Funding: EU || Durationt: July 2022 – June 2026 || Viruses and viral vectors represent a new class of therapy that has enormous potential to treat or even cure diseases such as genetic defects or cancer. To make them more widely clinically available, developments are needed for their efficient biotechnological production. In the EU project BioProS, a continuous and real-time sensor technology for the detection of viral activity is being developed and combined with other analytes as a platform technology.

Funding: EU || Duration: January 2017 – December 2017 || In the EU project Bio-QED, Fraunhofer IGB and its branch institute Fraunhofer CBP are conducting research into fermentative production processes to produce basic chemicals and regarding the scale-up of the processes. The Institute is concentrating in particular on the itaconic acid value chain. In 2017, the Fraunhofer CBP held a demonstration workshop on this topic in which project highlights and results were presented.

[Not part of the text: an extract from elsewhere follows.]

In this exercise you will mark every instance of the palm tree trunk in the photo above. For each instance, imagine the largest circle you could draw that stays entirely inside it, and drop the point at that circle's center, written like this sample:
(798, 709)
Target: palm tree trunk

Funding: ERA-NET Industrial Biotechnology 2nd Joint Call || Duration: March 2011 – February 2014 || Surfactants form an integral part of our everyday life with applications reaching far beyond our hygienic needs ranging from asphalt over food to fuel additives all the way to compounds with antibiotic activities. We aim at an increased replacement of petro-based surfactants by biosurfactants generated form renewable resources.

Funding: Fraunhofer; Ministry of Economic Affairs, Labour and Housing || Duration: June 2019 – December 2021 || For the economic use of biological odour sensors, a new platform technology is being developed in the project "Biohybrid olfactory and taste sensory systems" that automatically produces cell-based biosensors. The biosensors could give machines a sense of smell and be further developed for various applications, such as the detection of explosives, the detection of gas leaks or the diagnosis of diseases based on the breath of patients. The project represents a prototypical use case for the Fraunhofer strategic initiative "Biological Transformation", in which the institutes IGB and IPA are increasingly focusing on the combination of biological and technical systems.

Funding: Carl-Zeiss-Stiftung || Duration: March 2020 – February 2023 || Guaranteeing clean air and clean water in a sustainable way is of fundamental importance for the health and quality of life of humans and animals. Filters are usually used to reduce pollutant emissions. The project “Bionic filters – simulation-based design of additively manufactured porous structures” (BiFi) aims to develop highly innovative, intelligent filters with optimized bionic structures that are significantly better than the products currently available on the market in terms of both filtration and energy efficiency. At Fraunhofer IGB, antistatic, oil- and water-repellent coatings were applied to the printed filters to optimize the surface properties.

Funding: BMU || Duration: February 2009 – December 2017 || In the project, which is funded by the International Climate Initiative (IKI) of the German Federal Ministry for the Environment, Fraunhofer IGB has developed a plant to treat the biogas produced at the wastewater treatment plant in Franca, Brazil, to natural gas quality. The purified biomethane will be used to power the water supplier's own fleet of vehicles.

Funding: Fraunhofer-Gesellschaft || Duration: March 2021 – December 2021 || UV-C radiation is becoming increasingly established as an effective sterilization technology and is being used to an ever greater extent in everyday situations. The Competence-Center for the Assessment of Products with Ultraviolet Sterilization, “CAmPUS UV-C,” brings together the UV-C expertise of three Fraunhofer institutes, the IBP, IGB and IPA, in a service platform offering specialized development, testing and consulting for small and medium-sized enterprises (SMEs). Fraunhofer IGB brings its expertise in the areas of material characterization, radiation measurement and microbiology to the table in order to carry out physical investigations into UV-C technologies and their sterilization performance.